Before the Devil Knows You're Dead (15) dir: Sidney Lumet

Charlie Wilson's War (15) dir: Mike Nichols

Two veteran directors who have enjoyed mixed fortunes since their heyday in the 1960s and 1970s return this week. Before the Devil Knows You're Dead harks back to former glories for Sidney Lumet, who should be canonised, or at the very least exempted from the congestion charge, for having made Dog Day Afternoon. But Mike Nichols (The Graduate, Catch-22) displays no such signs of rejuvenation in his lazy political comedy Charlie Wilson's War. At least these two directors have made one indisputably smart move: both of them have cast Philip Seymour Hoffman in the new films.

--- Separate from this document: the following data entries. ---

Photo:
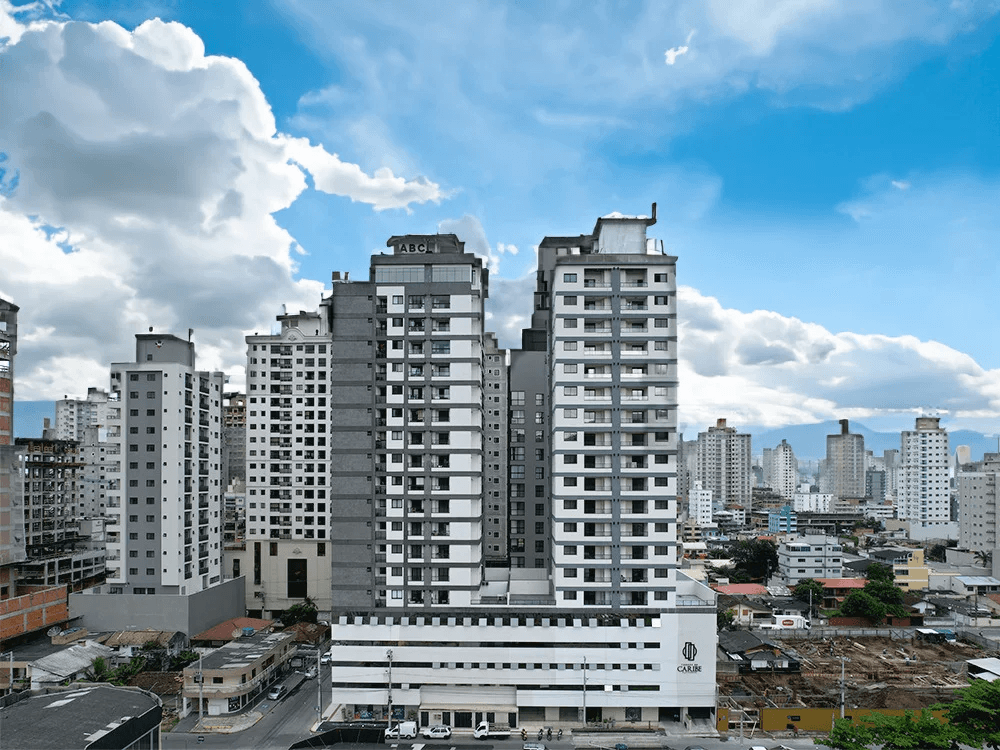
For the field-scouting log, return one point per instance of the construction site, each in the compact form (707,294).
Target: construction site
(864,672)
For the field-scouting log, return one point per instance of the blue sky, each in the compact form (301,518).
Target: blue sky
(827,174)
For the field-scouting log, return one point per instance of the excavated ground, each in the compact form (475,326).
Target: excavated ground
(881,673)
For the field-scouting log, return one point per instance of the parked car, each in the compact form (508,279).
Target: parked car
(436,732)
(402,730)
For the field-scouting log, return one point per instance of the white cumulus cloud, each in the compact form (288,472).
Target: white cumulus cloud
(140,184)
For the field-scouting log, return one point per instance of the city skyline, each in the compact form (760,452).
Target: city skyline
(817,193)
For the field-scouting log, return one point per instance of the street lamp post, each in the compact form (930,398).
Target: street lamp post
(843,661)
(319,688)
(388,655)
(201,688)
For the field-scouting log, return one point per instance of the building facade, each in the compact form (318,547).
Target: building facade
(724,464)
(8,350)
(810,556)
(700,506)
(11,499)
(288,462)
(234,438)
(496,392)
(164,493)
(781,469)
(57,550)
(924,488)
(843,472)
(592,492)
(977,505)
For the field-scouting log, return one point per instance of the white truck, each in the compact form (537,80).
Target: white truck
(484,730)
(402,730)
(787,622)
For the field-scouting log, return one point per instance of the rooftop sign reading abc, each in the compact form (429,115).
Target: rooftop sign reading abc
(422,246)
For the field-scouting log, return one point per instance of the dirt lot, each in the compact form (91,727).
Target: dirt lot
(880,673)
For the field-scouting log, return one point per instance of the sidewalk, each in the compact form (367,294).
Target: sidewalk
(217,724)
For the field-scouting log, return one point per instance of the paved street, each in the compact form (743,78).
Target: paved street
(283,723)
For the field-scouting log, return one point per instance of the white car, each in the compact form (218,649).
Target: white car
(436,732)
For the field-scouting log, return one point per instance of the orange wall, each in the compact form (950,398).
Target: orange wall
(33,611)
(807,719)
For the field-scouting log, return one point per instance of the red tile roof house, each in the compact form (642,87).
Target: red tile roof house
(223,632)
(836,589)
(746,589)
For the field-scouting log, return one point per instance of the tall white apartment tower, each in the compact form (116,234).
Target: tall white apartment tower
(75,415)
(924,493)
(407,425)
(164,494)
(724,462)
(781,469)
(607,304)
(700,505)
(843,473)
(287,465)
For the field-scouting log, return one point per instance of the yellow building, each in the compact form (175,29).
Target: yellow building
(908,565)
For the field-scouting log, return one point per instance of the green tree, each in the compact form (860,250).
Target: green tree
(303,612)
(846,735)
(880,572)
(975,714)
(757,558)
(724,619)
(907,732)
(808,586)
(888,593)
(936,553)
(862,604)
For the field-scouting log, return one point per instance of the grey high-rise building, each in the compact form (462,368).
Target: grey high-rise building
(288,464)
(724,464)
(59,545)
(11,500)
(164,488)
(606,317)
(234,438)
(496,432)
(530,507)
(843,473)
(8,349)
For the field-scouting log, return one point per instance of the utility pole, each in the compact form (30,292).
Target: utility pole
(201,689)
(388,655)
(843,661)
(319,688)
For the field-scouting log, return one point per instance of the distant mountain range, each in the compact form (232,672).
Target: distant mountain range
(809,440)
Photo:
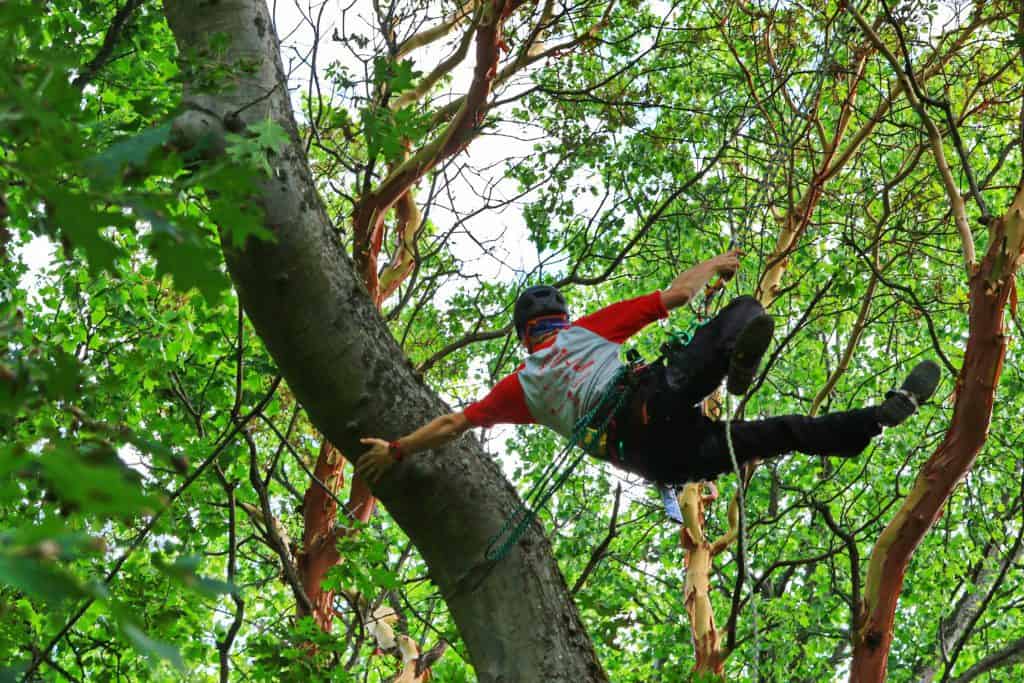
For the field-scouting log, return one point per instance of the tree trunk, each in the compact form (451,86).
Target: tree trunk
(991,285)
(308,305)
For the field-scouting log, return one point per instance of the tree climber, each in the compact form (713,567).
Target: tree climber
(659,432)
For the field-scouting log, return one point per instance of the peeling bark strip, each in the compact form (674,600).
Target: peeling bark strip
(979,377)
(308,305)
(368,219)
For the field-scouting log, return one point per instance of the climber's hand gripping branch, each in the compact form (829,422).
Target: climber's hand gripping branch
(382,455)
(689,283)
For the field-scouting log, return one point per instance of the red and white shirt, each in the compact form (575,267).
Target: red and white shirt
(562,380)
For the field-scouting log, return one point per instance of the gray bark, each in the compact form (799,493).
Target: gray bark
(309,307)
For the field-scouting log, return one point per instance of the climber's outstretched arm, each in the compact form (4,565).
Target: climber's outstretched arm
(687,284)
(382,454)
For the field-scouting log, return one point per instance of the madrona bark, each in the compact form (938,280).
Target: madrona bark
(991,286)
(309,307)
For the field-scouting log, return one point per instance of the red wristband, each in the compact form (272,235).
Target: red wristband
(395,451)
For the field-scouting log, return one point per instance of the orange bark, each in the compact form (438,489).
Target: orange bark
(990,286)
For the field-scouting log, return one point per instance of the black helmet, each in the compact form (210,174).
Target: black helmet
(537,301)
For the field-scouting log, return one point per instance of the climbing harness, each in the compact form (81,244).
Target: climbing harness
(589,433)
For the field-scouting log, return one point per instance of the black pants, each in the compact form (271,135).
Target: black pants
(667,438)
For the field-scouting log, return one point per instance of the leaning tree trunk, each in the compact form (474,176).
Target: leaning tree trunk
(991,286)
(309,307)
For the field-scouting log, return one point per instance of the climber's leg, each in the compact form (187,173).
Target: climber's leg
(696,370)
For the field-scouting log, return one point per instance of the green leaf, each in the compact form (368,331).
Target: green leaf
(154,648)
(128,155)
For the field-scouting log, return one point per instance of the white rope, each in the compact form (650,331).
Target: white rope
(741,498)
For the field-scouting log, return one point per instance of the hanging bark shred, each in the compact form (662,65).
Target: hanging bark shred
(990,287)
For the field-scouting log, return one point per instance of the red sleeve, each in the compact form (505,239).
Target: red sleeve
(506,404)
(621,321)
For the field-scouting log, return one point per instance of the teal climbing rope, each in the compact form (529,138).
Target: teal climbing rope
(615,393)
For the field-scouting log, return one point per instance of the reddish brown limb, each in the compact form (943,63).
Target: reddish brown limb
(990,287)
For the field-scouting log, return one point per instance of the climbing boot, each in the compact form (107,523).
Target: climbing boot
(916,388)
(751,345)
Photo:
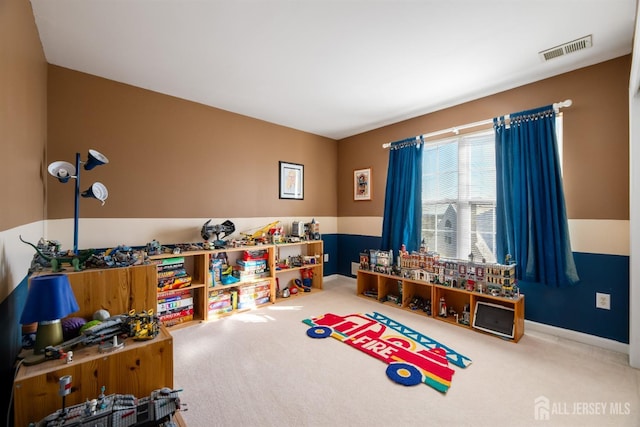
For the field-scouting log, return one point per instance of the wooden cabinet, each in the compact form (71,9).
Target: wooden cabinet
(460,304)
(294,258)
(138,368)
(117,290)
(212,299)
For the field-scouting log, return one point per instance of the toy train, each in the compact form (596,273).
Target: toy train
(119,410)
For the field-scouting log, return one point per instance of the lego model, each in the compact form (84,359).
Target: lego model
(226,228)
(119,410)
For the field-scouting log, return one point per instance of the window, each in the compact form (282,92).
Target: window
(459,196)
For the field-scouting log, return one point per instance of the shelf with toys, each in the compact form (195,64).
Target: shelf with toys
(299,267)
(203,285)
(480,296)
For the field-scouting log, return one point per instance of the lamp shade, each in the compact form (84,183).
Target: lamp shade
(50,297)
(96,191)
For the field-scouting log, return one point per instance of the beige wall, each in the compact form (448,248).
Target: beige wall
(23,115)
(23,137)
(170,158)
(596,140)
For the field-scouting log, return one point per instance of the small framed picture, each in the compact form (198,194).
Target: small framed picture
(362,184)
(291,181)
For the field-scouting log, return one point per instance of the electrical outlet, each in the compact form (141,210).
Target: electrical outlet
(603,301)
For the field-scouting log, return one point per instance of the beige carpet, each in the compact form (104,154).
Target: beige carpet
(260,369)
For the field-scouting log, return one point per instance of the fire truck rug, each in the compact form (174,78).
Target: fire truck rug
(413,358)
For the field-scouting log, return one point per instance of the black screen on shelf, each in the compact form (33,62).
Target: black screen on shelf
(494,318)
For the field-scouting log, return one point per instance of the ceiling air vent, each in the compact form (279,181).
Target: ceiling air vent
(565,49)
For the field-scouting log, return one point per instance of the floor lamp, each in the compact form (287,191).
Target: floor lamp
(65,171)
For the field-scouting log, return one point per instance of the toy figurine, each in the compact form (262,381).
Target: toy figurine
(443,308)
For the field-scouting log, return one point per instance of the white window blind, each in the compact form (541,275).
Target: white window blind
(459,196)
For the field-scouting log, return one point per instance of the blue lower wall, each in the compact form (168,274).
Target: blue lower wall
(571,308)
(11,343)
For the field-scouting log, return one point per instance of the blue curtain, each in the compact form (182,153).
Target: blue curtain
(402,221)
(531,216)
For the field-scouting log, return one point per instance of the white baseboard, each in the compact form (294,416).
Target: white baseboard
(580,337)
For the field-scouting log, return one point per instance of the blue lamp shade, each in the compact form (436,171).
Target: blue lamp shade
(50,298)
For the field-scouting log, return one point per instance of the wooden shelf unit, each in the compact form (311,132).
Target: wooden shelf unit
(380,285)
(197,265)
(138,368)
(309,248)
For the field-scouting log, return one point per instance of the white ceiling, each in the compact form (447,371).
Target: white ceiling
(329,67)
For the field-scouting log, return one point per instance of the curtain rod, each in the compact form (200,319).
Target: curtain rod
(456,129)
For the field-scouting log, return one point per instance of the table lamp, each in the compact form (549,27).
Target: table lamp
(50,298)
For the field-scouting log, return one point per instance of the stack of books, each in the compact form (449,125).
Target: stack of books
(175,302)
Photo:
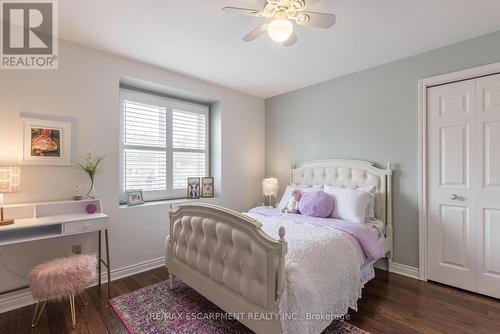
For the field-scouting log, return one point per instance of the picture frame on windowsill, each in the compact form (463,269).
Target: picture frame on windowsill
(207,187)
(193,188)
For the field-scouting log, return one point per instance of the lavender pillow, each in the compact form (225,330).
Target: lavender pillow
(316,204)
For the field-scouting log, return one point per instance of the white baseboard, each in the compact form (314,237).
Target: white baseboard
(23,298)
(398,268)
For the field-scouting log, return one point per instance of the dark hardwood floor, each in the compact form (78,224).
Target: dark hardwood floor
(391,304)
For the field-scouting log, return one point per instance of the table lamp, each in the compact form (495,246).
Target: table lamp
(10,179)
(270,189)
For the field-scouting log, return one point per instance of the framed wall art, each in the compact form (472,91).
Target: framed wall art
(45,142)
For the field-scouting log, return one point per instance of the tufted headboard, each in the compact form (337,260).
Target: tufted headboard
(351,174)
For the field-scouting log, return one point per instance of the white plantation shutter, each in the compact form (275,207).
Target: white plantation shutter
(164,142)
(189,142)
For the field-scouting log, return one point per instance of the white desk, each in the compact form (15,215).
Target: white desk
(37,221)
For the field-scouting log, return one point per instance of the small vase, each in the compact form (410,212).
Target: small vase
(92,192)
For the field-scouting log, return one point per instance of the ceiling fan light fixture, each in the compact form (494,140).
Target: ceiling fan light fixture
(280,30)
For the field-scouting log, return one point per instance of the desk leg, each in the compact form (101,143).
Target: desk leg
(100,260)
(108,266)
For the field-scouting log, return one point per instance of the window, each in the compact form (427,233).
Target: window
(164,141)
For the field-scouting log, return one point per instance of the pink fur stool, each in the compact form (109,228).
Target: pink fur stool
(63,277)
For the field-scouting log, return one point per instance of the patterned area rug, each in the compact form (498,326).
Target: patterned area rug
(156,310)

Even before he won an Oscar for Capote, Hoffman was a performer with a high "Phew!" factor: if his name cropped up in the opening credits, you knew you could relax. He's an old-fashioned character actor, which is not a euphemism for "funny-looking" - it means that he can nail a part in one punch, evoking an entire life in the smallest gesture. And yes, he's also funny-looking. In Before the Devil Knows You're Dead, his reddened face is ripe for lancing, and he has a thick vein writhing in his forehead like a restless python. He might appear to have sprung from the nib of Gerald Scarfe, but his acting style is immune to the temptations of caricature.

As ever, Hoffman brings surprising variations to the role of amoral sad-sack. He plays Andy, an embezzling accountant desperate to escape his sorry life and revive his ailing marriage. (If you want a measure of Hoffman's acting prowess, try this: he actually makes you believe he has stopped desiring his wife, even though she is played by Marisa Tomei.) Andy's genius idea is to enlist his rodent-like brother, Hank (Ethan Hawke), to rob their parents' jewellery store. The first hour is punchy, but that didn't stop me wanting to ask the characters: Don't you people ever watch films? Imagine the bloodshed that would have been averted if only Andy and Hank had glanced at The Killing or Reservoir Dogs.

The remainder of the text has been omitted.